Core promoter mutants: Another common HBeAg variant is the core promoter mutant, characterized by point mutations in the promoter for both HBeAg mRNA and core protein mRNA The core promoter mutants express less HBeAg through transcriptional downregulation. The most frequent core promoter mutation is the double A1762T and G1764A nucleotide exchange, which results in a substantial decrease in HBeAg expression but enhanced viral genome replication. The reduction of HBeAg expression is apparently mediated by reduced precore RNA transcription, whereas the mechanism for enhanced replication is unclear. These virologic properties lead to enhanced pathogenicity of core promoter mutants in vivo. The enhanced replication capacity and reduced virion secretion may increase viral load in the liver, which triggers liver damage directly or indirectly through the immune response. Massive liver damage during acute infection leads to fulminant hepatitis. Damage during chronic infection increases hepatocyte turnover, induces fibrosis, and increases the chance of hepatocellular transformation and malignancy.

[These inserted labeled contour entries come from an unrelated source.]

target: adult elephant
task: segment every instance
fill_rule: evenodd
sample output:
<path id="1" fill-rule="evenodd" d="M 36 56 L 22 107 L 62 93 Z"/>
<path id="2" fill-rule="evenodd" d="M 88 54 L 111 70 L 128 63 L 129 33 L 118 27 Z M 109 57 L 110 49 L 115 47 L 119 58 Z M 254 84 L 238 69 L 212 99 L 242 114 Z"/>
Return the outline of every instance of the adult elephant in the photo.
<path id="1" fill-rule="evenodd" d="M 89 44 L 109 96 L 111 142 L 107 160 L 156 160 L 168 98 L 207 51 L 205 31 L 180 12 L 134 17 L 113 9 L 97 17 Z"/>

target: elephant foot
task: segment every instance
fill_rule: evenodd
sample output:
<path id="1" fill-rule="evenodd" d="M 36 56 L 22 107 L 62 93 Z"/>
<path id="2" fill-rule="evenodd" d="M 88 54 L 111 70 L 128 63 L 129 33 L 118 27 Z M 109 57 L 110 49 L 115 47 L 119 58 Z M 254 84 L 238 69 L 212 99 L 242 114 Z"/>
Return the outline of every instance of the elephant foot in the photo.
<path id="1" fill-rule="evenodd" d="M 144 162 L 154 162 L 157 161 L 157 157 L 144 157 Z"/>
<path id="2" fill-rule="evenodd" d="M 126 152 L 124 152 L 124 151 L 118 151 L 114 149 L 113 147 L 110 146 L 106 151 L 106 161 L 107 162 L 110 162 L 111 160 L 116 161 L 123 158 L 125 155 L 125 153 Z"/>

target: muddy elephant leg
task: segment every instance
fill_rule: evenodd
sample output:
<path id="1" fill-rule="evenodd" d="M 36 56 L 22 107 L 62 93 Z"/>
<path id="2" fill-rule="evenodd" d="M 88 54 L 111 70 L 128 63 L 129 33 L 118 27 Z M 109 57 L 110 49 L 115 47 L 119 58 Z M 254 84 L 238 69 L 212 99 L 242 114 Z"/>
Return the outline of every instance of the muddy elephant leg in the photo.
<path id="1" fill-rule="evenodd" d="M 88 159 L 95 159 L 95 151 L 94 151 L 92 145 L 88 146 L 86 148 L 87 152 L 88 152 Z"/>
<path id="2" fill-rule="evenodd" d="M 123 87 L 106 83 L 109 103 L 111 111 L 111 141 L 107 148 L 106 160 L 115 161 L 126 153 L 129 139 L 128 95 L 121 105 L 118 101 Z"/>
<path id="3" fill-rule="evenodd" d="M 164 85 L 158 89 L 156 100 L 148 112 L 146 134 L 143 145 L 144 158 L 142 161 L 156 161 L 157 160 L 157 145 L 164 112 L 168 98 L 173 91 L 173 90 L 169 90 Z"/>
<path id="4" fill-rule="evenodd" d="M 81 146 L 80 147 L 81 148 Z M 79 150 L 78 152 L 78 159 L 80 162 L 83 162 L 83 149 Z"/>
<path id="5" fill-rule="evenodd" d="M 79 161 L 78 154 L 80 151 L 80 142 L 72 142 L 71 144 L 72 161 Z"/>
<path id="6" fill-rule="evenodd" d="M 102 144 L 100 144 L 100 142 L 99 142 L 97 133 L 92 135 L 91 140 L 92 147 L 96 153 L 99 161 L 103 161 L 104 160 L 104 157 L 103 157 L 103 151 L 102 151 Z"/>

As opposed to precore variants, core promoter variants can be detected in patients who are either HBeAg-positive or -negative. The prevalence of the core promoter variant is about 40%; it is evenly distributed among the major HBV genotypes. Although fulminant forms of HBV-related hepatitis have been linked to infection with core promoter mutants, case-controlled studies are needed to prove the association. These studies should also take into account other viral mutations and the genetic makeup of the host. The association of core promoter mutants and liver cancer is also controversial; carefully done epidemiologic studies are needed to demonstrate a link between core promoter mutations and hepatocellular carcinogenesis.

Impact on treatment: Despite the high prevalence of precore and core promoter mutants as the predominant viral species in HBeAg-negative chronic hepatitis B, treatment of these variants is challenging. At present, options include the use of interferon-alfa-based therapy and nucleos(t)ide analogues, such as lamivudine, entecavir, or adefovir. The response rate for precore mutants to interferon-alfa is low, even with a longer duration of therapy, than that for wild-type strains or re-treatment strategies. Lamivudine, entecavir, and adefovir are regarded as safe and efficacious, but they usually require treatment over several years.

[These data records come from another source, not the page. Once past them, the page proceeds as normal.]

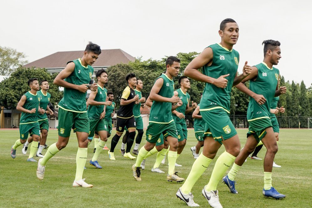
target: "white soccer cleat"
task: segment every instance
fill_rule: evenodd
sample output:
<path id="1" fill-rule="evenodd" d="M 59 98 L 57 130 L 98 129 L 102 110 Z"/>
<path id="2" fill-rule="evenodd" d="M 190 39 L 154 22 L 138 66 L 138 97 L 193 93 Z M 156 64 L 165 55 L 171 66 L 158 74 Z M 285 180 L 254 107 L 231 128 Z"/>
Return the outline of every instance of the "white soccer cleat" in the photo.
<path id="1" fill-rule="evenodd" d="M 192 207 L 199 206 L 199 205 L 194 202 L 194 200 L 193 199 L 194 196 L 191 193 L 189 193 L 188 194 L 183 194 L 181 191 L 181 188 L 180 188 L 177 191 L 176 195 L 177 198 L 186 203 L 189 206 Z"/>
<path id="2" fill-rule="evenodd" d="M 74 181 L 73 183 L 73 186 L 74 187 L 81 187 L 83 188 L 91 188 L 93 187 L 93 185 L 91 184 L 88 184 L 85 182 L 85 178 L 77 181 Z"/>
<path id="3" fill-rule="evenodd" d="M 208 201 L 209 205 L 213 208 L 223 208 L 219 200 L 218 190 L 215 191 L 210 191 L 208 192 L 205 190 L 205 187 L 206 186 L 205 186 L 201 191 L 201 193 L 204 197 L 206 198 L 206 199 Z"/>
<path id="4" fill-rule="evenodd" d="M 44 171 L 45 171 L 45 166 L 40 164 L 40 162 L 42 160 L 42 159 L 40 158 L 38 161 L 38 165 L 37 166 L 37 171 L 36 173 L 37 178 L 40 180 L 43 179 L 43 178 L 44 177 Z"/>

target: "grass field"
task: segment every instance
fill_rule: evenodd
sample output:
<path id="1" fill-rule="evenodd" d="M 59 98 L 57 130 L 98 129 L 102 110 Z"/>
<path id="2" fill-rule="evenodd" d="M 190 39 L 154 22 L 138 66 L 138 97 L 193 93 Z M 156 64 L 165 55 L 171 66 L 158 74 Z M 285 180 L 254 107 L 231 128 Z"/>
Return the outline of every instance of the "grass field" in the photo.
<path id="1" fill-rule="evenodd" d="M 246 130 L 238 130 L 242 147 L 246 141 Z M 49 132 L 47 143 L 57 140 L 57 132 Z M 27 162 L 28 156 L 22 153 L 22 146 L 17 149 L 16 158 L 10 155 L 11 147 L 18 138 L 16 130 L 1 130 L 0 138 L 1 207 L 185 207 L 184 202 L 178 200 L 175 193 L 181 184 L 168 182 L 166 174 L 150 171 L 156 157 L 149 158 L 145 169 L 141 171 L 142 181 L 135 181 L 131 166 L 133 160 L 124 159 L 118 150 L 116 160 L 108 159 L 103 150 L 98 160 L 103 169 L 96 169 L 88 164 L 93 155 L 93 143 L 88 150 L 88 159 L 83 177 L 93 184 L 91 188 L 72 187 L 75 179 L 77 143 L 75 135 L 72 136 L 67 147 L 47 164 L 44 179 L 36 177 L 37 163 Z M 113 132 L 112 134 L 114 135 Z M 274 160 L 282 166 L 273 168 L 273 184 L 286 198 L 281 200 L 265 198 L 263 188 L 263 160 L 248 159 L 236 179 L 239 194 L 231 193 L 220 182 L 218 186 L 220 200 L 224 207 L 311 207 L 312 131 L 305 129 L 281 129 L 279 150 Z M 194 159 L 190 149 L 197 142 L 194 131 L 189 131 L 189 139 L 184 151 L 177 160 L 183 165 L 176 168 L 179 175 L 186 179 Z M 112 137 L 108 139 L 110 146 Z M 145 143 L 145 138 L 142 144 Z M 119 142 L 116 148 L 121 145 Z M 221 147 L 216 157 L 224 151 Z M 263 158 L 266 149 L 258 153 Z M 43 153 L 45 153 L 44 150 Z M 29 153 L 29 151 L 28 152 Z M 210 207 L 202 195 L 201 190 L 208 182 L 216 159 L 195 184 L 192 192 L 194 200 L 203 207 Z M 38 160 L 38 158 L 35 158 Z M 160 169 L 167 172 L 167 161 Z"/>

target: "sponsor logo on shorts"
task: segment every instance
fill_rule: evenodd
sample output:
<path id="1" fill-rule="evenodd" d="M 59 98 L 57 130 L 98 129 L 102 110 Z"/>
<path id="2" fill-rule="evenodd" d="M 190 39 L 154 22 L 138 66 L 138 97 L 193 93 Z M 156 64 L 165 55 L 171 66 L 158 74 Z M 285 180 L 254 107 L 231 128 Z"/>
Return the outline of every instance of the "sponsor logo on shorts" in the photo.
<path id="1" fill-rule="evenodd" d="M 229 134 L 231 133 L 231 128 L 228 125 L 223 127 L 223 130 L 224 131 L 226 134 Z"/>

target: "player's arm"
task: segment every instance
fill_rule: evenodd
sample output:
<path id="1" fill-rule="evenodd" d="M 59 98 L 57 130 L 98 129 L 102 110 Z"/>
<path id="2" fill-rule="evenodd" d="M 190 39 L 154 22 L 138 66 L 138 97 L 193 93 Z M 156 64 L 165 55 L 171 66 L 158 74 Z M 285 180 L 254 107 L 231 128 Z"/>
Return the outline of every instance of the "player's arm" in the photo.
<path id="1" fill-rule="evenodd" d="M 205 48 L 187 65 L 184 70 L 184 75 L 197 81 L 210 83 L 220 88 L 225 88 L 227 84 L 227 80 L 225 77 L 229 74 L 222 75 L 218 79 L 215 79 L 205 75 L 198 71 L 199 69 L 211 62 L 213 57 L 212 49 L 209 47 Z"/>
<path id="2" fill-rule="evenodd" d="M 200 115 L 199 115 L 199 106 L 197 106 L 195 108 L 195 110 L 192 114 L 192 117 L 193 118 L 202 118 L 202 117 Z"/>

Bottom line: According to published guidelines from the American Association for the Study of Liver Diseases, patients with HBeAg-negative chronic hepatitis B (serum HBV DNA > 10 copies/mL, elevated aminotransferase levels, or moderate/severe hepatitis on biopsy) should be considered for treatment. According to these guidelines (published in 2004), treatment may be initiated with interferon-alfa, lamivudine, or adefovir. In view of the need for long-term treatment, IFN-alfa or adefovir is preferred.